AltC Acquisition (ALCC) - 2023 Q2 - Quarterly Report
2023-08-10 16:00
Financial Performance - For the three months ended June 30, 2023, the company reported a net income of $3,782,431, driven by interest earned on marketable securities of $5,862,881 and an unrealized gain of $52,854[120]. - For the six months ended June 30, 2023, the company achieved a net income of $6,873,110, with interest income from marketable securities totaling $11,279,715[121]. Marketable Securities - As of June 30, 2023, the company held marketable securities in the Trust Account amounting to $515,933,705, including $15,933,705 of interest income[129]. - Cash used in operating activities for the six months ended June 30, 2023, was $4,223,221, influenced by interest earned on marketable securities[127]. Initial Public Offering - The company completed its Initial Public Offering on July 12, 2021, raising gross proceeds of $500,000,000 from the sale of 50,000,000 Public Shares[125]. - The company incurred transaction costs of $26,652,125 related to the Initial Public Offering, which included $8,580,000 in underwriting fees[126]. Business Combination - The company has until October 12, 2023, to consummate a Business Combination, with uncertainty regarding the ability to do so[134]. - The company has $840,228 in cash available outside the Trust Account for operational purposes, including identifying and evaluating target businesses[131]. - The company has no off-balance sheet arrangements as of June 30, 2023, and does not participate in transactions with unconsolidated entities[135]. - The company agreed to pay $30,000 per month for office space and administrative services until the consummation of a Business Combination[136].

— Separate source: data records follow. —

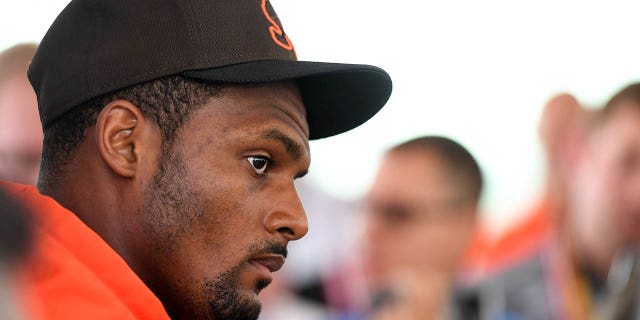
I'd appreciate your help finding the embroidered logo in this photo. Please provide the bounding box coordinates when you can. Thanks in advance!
[262,0,293,51]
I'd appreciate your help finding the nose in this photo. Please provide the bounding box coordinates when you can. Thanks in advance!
[264,183,309,241]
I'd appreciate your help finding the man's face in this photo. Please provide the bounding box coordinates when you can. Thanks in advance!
[0,75,43,184]
[364,150,475,290]
[578,102,640,245]
[132,83,310,319]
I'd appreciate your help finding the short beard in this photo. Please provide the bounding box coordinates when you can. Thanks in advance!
[204,242,287,320]
[204,264,262,320]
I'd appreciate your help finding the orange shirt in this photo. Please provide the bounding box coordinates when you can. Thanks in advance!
[0,182,169,320]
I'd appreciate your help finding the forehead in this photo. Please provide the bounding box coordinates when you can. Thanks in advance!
[180,82,309,149]
[370,150,451,200]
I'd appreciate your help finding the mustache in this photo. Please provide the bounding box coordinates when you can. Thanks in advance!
[248,240,289,259]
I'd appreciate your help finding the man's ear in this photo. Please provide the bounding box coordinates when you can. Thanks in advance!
[96,100,149,178]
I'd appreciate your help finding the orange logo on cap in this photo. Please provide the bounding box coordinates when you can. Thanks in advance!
[262,0,293,51]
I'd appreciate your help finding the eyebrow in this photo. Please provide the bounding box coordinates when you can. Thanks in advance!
[261,129,307,178]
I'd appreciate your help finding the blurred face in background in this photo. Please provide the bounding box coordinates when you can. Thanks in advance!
[576,101,640,246]
[0,74,43,184]
[364,150,476,291]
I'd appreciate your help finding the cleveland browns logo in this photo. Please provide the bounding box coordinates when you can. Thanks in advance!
[262,0,293,51]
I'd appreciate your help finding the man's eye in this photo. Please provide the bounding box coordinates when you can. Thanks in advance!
[247,156,271,174]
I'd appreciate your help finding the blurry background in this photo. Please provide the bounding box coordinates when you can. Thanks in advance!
[0,0,640,248]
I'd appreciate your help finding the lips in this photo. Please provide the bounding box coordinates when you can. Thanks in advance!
[251,254,284,272]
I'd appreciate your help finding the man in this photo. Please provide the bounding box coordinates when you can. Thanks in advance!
[3,0,391,319]
[0,44,42,185]
[363,137,482,319]
[482,93,592,274]
[485,84,640,319]
[0,190,32,319]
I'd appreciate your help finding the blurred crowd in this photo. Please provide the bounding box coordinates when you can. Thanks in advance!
[0,40,640,319]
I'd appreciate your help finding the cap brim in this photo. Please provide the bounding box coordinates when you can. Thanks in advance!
[182,60,392,140]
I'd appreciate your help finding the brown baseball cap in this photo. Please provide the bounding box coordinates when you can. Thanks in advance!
[28,0,392,139]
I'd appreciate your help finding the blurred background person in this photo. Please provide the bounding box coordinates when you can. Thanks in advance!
[483,84,640,319]
[474,93,592,276]
[363,136,482,319]
[0,44,43,184]
[0,188,34,320]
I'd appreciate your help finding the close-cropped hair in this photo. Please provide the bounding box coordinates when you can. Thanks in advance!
[39,76,222,184]
[389,136,483,204]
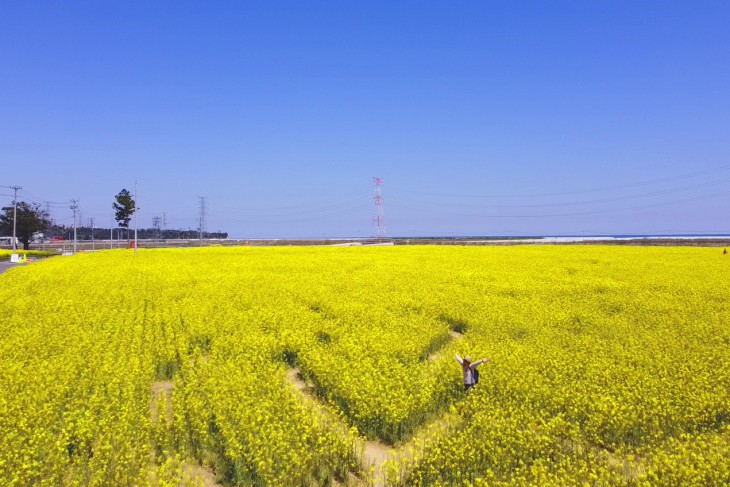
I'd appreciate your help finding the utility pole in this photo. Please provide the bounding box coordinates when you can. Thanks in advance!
[71,200,79,254]
[198,196,206,246]
[134,181,139,254]
[89,218,94,250]
[10,186,23,254]
[373,178,385,240]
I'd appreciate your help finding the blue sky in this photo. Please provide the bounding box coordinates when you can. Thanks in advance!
[0,1,730,238]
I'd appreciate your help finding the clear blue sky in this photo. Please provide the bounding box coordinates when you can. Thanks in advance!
[0,0,730,238]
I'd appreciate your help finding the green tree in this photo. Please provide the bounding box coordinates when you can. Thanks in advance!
[112,189,137,242]
[0,201,51,250]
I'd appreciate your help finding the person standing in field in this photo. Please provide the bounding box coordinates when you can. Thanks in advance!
[456,353,489,391]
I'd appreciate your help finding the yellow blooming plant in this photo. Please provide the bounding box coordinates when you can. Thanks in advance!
[0,246,730,487]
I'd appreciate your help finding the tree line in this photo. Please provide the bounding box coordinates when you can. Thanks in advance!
[0,189,228,250]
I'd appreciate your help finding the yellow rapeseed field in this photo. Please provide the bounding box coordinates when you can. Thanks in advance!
[0,250,730,487]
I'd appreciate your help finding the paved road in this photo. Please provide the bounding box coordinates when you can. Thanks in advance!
[0,260,18,274]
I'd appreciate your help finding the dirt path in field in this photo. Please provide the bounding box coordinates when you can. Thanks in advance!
[150,380,222,487]
[286,364,463,487]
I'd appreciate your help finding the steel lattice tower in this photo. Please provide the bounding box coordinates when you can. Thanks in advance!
[373,178,385,239]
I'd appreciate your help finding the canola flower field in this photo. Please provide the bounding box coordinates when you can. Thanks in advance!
[0,246,730,487]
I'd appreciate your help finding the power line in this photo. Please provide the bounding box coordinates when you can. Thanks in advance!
[402,165,730,198]
[396,178,730,208]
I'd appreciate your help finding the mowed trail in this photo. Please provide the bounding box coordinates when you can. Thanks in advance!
[286,330,464,487]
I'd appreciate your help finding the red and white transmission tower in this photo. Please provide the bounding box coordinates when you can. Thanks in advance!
[373,178,385,239]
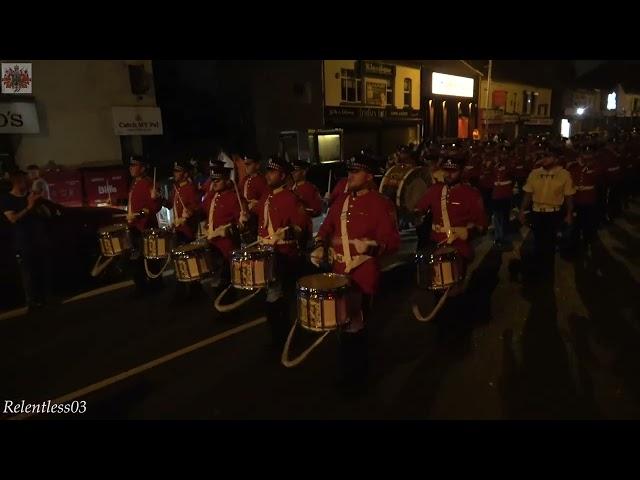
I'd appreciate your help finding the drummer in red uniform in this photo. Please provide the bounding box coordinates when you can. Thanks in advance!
[568,146,603,251]
[311,153,400,390]
[291,160,322,217]
[169,160,200,245]
[238,155,269,244]
[254,156,312,351]
[127,155,162,296]
[415,153,487,282]
[327,177,349,206]
[202,162,246,301]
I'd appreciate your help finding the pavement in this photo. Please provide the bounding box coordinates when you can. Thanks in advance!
[0,202,640,420]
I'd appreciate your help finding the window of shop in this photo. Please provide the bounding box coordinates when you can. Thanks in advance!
[492,90,507,111]
[522,90,538,115]
[404,78,411,107]
[318,133,342,163]
[340,68,362,103]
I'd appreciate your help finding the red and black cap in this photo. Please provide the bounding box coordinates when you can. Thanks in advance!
[173,158,192,172]
[440,155,465,170]
[292,158,311,170]
[209,160,232,180]
[347,152,379,174]
[129,155,149,167]
[267,155,292,174]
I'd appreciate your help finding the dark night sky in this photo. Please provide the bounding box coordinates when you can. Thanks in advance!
[573,60,605,76]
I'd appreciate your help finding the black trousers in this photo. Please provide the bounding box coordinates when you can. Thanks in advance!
[338,294,372,388]
[607,183,622,220]
[492,198,511,243]
[480,188,493,218]
[16,245,51,307]
[571,204,598,246]
[266,253,304,351]
[130,228,165,293]
[531,212,561,272]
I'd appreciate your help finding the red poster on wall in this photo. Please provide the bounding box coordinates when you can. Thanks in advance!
[493,90,507,108]
[458,117,469,138]
[42,170,82,207]
[83,168,129,207]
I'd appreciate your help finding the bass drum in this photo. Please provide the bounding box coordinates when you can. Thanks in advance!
[379,165,431,216]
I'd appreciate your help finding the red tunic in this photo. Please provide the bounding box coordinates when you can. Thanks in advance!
[255,187,312,257]
[568,161,602,205]
[416,183,487,261]
[318,190,400,295]
[238,174,269,214]
[202,188,240,260]
[491,162,513,200]
[129,177,162,232]
[291,181,322,217]
[169,181,200,240]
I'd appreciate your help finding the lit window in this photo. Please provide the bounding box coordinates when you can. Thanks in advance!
[340,68,362,103]
[403,78,411,107]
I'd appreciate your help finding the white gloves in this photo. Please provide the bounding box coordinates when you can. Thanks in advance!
[310,246,324,267]
[352,238,377,255]
[262,227,287,245]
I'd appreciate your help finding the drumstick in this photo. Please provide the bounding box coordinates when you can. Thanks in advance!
[243,227,289,250]
[231,178,247,215]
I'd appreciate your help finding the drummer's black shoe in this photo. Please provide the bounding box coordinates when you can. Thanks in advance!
[336,330,369,396]
[188,280,204,299]
[267,298,290,351]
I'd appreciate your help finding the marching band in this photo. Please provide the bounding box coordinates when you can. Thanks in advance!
[89,132,640,394]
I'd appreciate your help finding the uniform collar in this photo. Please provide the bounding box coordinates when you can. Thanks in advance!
[351,188,371,198]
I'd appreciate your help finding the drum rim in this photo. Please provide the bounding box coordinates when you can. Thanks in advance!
[98,223,129,236]
[231,245,275,261]
[171,241,210,258]
[415,247,460,262]
[142,227,173,238]
[296,273,351,300]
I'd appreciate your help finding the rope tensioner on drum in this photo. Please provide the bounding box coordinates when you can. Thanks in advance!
[144,255,171,279]
[280,320,331,368]
[91,255,117,277]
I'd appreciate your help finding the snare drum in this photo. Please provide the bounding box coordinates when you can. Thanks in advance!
[379,165,431,213]
[171,240,213,282]
[416,246,464,290]
[142,228,173,260]
[297,273,359,332]
[231,245,275,290]
[98,223,131,257]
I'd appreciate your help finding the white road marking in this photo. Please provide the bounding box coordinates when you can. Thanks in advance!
[0,307,29,320]
[9,317,267,420]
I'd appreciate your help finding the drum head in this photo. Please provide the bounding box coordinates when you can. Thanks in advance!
[399,167,431,212]
[298,273,349,291]
[98,223,129,234]
[142,228,171,237]
[431,245,458,260]
[173,242,207,255]
[231,245,274,260]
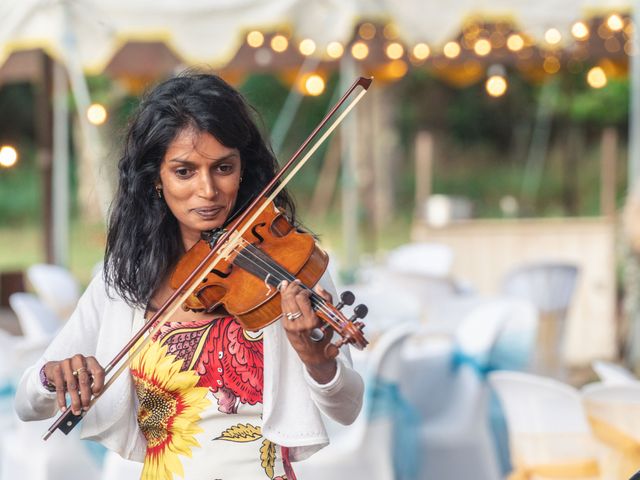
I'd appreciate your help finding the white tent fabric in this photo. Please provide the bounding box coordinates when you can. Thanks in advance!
[0,0,632,73]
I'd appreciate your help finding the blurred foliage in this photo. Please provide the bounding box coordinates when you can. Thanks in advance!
[0,66,629,229]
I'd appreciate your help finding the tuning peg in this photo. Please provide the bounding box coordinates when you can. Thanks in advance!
[349,303,369,322]
[336,290,356,310]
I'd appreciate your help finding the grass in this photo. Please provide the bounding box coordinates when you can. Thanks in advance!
[0,212,410,286]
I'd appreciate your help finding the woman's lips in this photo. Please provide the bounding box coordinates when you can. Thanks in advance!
[193,207,223,220]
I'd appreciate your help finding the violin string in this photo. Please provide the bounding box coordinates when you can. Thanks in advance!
[219,238,344,325]
[235,239,343,325]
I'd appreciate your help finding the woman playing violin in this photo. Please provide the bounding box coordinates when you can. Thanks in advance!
[16,74,363,480]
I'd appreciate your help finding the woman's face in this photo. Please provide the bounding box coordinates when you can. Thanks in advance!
[159,128,242,250]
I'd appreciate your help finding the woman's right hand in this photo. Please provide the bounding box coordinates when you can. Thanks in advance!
[44,354,104,415]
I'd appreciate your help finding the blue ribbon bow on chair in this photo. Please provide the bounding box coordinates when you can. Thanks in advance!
[451,348,494,378]
[366,377,420,480]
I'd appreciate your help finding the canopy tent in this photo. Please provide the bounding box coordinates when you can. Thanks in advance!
[0,0,631,73]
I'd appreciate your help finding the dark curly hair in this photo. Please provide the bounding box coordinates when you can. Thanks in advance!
[104,72,295,308]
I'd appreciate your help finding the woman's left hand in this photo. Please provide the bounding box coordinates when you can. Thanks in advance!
[280,280,338,383]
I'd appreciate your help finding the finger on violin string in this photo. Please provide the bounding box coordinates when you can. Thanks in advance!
[62,358,82,415]
[71,354,91,410]
[46,362,67,412]
[313,284,333,303]
[85,357,104,395]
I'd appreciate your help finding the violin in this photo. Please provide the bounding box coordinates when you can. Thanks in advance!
[171,199,368,349]
[43,77,372,440]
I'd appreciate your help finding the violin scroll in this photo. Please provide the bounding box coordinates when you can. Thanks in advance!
[310,290,369,357]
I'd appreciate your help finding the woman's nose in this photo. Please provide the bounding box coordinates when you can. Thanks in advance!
[199,175,218,199]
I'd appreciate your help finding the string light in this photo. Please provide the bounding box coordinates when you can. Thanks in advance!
[384,60,409,79]
[587,67,607,88]
[303,73,326,97]
[604,37,620,53]
[385,42,404,60]
[542,56,560,74]
[485,75,508,97]
[0,145,18,168]
[298,38,316,57]
[358,22,376,40]
[271,35,289,53]
[473,38,491,57]
[571,22,589,40]
[87,103,107,125]
[607,13,624,32]
[412,43,431,60]
[442,42,460,58]
[382,23,398,40]
[351,42,369,60]
[544,28,562,45]
[247,30,264,48]
[507,33,524,52]
[489,31,506,48]
[327,42,344,59]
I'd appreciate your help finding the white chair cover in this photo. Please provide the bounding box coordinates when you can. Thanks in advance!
[27,263,80,320]
[293,324,414,480]
[502,262,578,378]
[9,292,62,340]
[489,371,598,480]
[416,301,507,480]
[387,242,453,277]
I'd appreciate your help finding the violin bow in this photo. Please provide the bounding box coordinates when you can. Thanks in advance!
[42,77,373,440]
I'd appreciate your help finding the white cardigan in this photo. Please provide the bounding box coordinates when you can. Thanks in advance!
[15,274,364,462]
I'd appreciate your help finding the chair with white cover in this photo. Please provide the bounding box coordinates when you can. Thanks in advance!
[293,324,419,480]
[502,262,578,378]
[416,301,508,480]
[9,292,62,340]
[582,382,640,480]
[343,282,422,339]
[27,263,80,321]
[591,360,638,384]
[387,242,453,277]
[489,371,599,480]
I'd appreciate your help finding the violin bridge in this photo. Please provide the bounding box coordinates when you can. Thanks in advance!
[264,273,273,297]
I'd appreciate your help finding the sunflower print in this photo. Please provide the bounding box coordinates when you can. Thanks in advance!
[131,342,211,480]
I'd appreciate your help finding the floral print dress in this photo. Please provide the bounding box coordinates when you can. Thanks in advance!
[130,317,295,480]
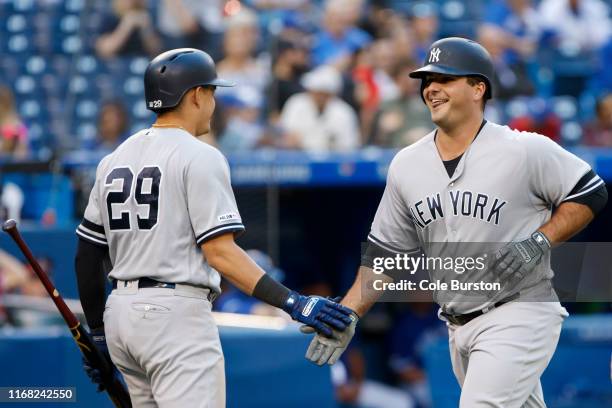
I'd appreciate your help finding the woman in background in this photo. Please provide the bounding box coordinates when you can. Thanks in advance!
[0,86,29,159]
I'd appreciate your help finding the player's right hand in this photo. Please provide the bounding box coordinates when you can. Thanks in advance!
[283,291,354,337]
[83,329,119,392]
[300,312,359,366]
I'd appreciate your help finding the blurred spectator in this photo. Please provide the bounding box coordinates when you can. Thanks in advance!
[217,8,270,97]
[538,0,612,97]
[368,61,434,148]
[0,86,29,159]
[312,0,372,71]
[478,31,535,101]
[96,0,161,58]
[409,1,439,62]
[372,38,400,102]
[157,0,225,61]
[590,37,612,94]
[219,88,266,153]
[390,302,446,407]
[280,65,360,151]
[11,257,65,327]
[0,182,24,222]
[93,101,129,154]
[508,98,562,143]
[478,0,540,66]
[265,40,309,122]
[583,93,612,147]
[0,250,29,326]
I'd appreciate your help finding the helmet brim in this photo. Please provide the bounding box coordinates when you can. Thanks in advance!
[206,78,236,88]
[408,64,482,79]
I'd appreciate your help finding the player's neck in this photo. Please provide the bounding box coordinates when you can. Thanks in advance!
[436,115,483,160]
[153,112,196,135]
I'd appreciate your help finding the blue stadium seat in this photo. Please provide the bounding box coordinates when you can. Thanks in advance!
[18,99,48,122]
[550,96,578,122]
[130,99,154,121]
[2,34,34,55]
[123,76,144,96]
[74,99,99,121]
[62,0,85,13]
[68,75,95,95]
[73,121,98,146]
[7,0,37,13]
[13,75,40,96]
[561,122,583,146]
[75,55,106,76]
[129,57,149,75]
[54,14,81,34]
[1,14,32,34]
[59,34,83,54]
[505,98,529,120]
[24,55,51,76]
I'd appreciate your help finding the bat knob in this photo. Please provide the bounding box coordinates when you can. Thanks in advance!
[2,219,17,232]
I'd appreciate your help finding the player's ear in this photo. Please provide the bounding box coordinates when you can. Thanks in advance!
[472,81,487,101]
[192,86,204,108]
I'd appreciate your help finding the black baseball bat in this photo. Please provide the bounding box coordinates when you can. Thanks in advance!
[2,220,132,408]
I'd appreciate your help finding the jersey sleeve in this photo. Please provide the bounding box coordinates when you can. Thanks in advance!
[368,155,420,253]
[185,150,244,245]
[76,167,108,246]
[524,133,603,206]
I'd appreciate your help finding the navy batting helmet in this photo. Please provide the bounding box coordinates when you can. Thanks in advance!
[144,48,234,111]
[410,37,495,99]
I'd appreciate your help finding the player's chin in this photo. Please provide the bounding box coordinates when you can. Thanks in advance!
[429,102,448,124]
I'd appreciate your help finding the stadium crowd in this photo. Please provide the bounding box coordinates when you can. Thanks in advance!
[0,0,612,161]
[0,0,612,407]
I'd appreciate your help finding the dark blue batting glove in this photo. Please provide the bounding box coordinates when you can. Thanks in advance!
[283,291,353,337]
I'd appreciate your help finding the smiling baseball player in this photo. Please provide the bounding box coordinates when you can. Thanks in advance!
[306,38,607,408]
[75,48,351,407]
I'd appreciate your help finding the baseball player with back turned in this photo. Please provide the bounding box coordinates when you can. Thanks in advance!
[75,48,352,408]
[304,37,607,408]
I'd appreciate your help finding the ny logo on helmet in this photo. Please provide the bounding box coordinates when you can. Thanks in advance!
[429,48,440,62]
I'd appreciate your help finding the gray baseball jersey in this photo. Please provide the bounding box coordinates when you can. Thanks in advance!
[368,122,603,313]
[77,128,244,292]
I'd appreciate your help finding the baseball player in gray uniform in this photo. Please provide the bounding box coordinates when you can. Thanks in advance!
[304,38,607,408]
[75,48,351,408]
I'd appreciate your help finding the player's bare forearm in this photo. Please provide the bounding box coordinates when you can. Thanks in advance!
[202,234,265,295]
[341,266,393,316]
[539,202,594,246]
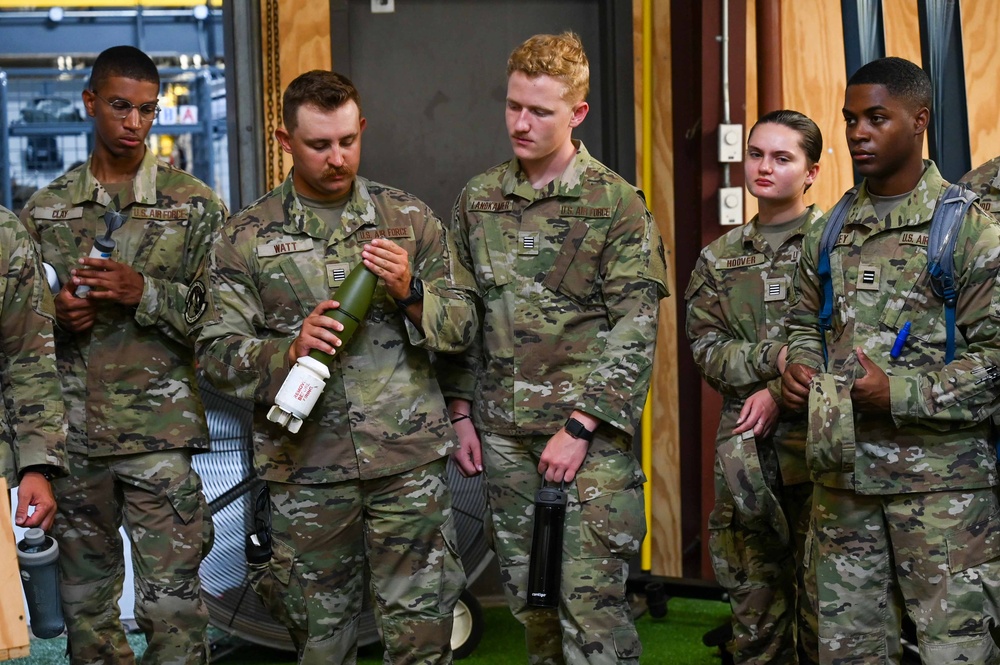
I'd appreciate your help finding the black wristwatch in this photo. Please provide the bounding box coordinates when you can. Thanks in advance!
[563,417,594,443]
[396,277,424,309]
[19,464,57,482]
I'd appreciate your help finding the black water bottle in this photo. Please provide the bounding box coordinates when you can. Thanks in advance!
[528,487,566,607]
[17,529,65,639]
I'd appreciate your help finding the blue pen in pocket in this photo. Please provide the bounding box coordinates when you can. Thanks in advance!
[889,321,910,360]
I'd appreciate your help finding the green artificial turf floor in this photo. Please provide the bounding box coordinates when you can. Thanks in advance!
[7,598,729,665]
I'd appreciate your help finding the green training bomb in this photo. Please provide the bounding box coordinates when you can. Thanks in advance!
[267,263,378,434]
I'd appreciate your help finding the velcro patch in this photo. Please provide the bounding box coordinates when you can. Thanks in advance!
[833,231,854,247]
[184,282,208,325]
[899,231,930,247]
[326,263,351,287]
[129,205,191,221]
[715,254,767,270]
[357,226,413,242]
[469,201,514,212]
[559,205,611,219]
[257,238,313,258]
[31,206,83,220]
[856,263,882,291]
[517,231,539,255]
[764,277,788,302]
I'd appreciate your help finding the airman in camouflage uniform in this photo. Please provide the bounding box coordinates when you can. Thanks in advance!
[199,71,478,665]
[783,58,1000,664]
[0,208,66,531]
[959,157,1000,217]
[685,206,822,663]
[440,33,666,664]
[22,46,226,664]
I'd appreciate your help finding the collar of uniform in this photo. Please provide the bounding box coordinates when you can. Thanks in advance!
[856,159,948,231]
[742,215,771,254]
[69,148,159,208]
[279,168,378,241]
[500,139,592,201]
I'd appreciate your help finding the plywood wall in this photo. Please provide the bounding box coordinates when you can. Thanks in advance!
[632,0,682,577]
[781,0,854,210]
[260,0,333,188]
[961,0,1000,168]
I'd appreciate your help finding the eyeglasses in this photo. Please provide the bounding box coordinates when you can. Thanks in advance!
[91,90,160,122]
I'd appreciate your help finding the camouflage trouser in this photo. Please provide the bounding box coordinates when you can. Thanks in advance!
[250,459,465,665]
[810,484,1000,665]
[708,456,819,665]
[482,428,646,665]
[53,450,213,665]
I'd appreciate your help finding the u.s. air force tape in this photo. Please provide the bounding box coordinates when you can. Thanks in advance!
[184,282,208,325]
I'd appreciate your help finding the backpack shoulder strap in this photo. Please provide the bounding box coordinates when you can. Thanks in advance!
[927,185,979,363]
[816,187,858,331]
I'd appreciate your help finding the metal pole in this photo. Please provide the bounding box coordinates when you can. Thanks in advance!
[0,71,14,209]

AltC Acquisition (ALCC) - 2023 Q1 - Quarterly Report
2023-05-14 16:00
Financial Performance - For the three months ended March 31, 2023, the company reported a net income of $3,090,679, driven by interest earned on marketable securities of $5,416,834, offset by operating costs of $1,157,365 and a provision for income taxes of $1,115,936 [112]. - Cash used in operating activities for the three months ended March 31, 2023, was $678,937, with changes in operating assets and liabilities providing $1,888,448 of cash [117]. - The company has not generated any operating revenues to date and does not expect to do so until after completing a Business Combination [111]. Marketable Securities - As of March 31, 2023, the company held marketable securities in the Trust Account totaling $511,504,060, which includes approximately $11,504,060 of interest income [119]. - The company plans to use substantially all funds in the Trust Account to complete its Business Combination, with remaining proceeds allocated for working capital [120]. Initial Public Offering - The company completed its Initial Public Offering on July 12, 2021, raising gross proceeds of $500,000,000 from the sale of 50,000,000 Public Shares at $10.00 each [115]. - The company incurred transaction costs of $26,652,125 related to the Initial Public Offering, which included $8,580,000 in underwriting fees and $17,500,000 in deferred underwriting fees [116]. Business Combination Timeline - The company has until July 12, 2023, to consummate a Business Combination, with a potential extension to October 12, 2023, if certain conditions are met [124]. Cash Position - As of March 31, 2023, the company had cash of $2,898,422 available for operational purposes, primarily to identify and evaluate target businesses [121]. Off-Balance Sheet Arrangements - The company has no off-balance sheet arrangements or obligations as of March 31, 2023 [125].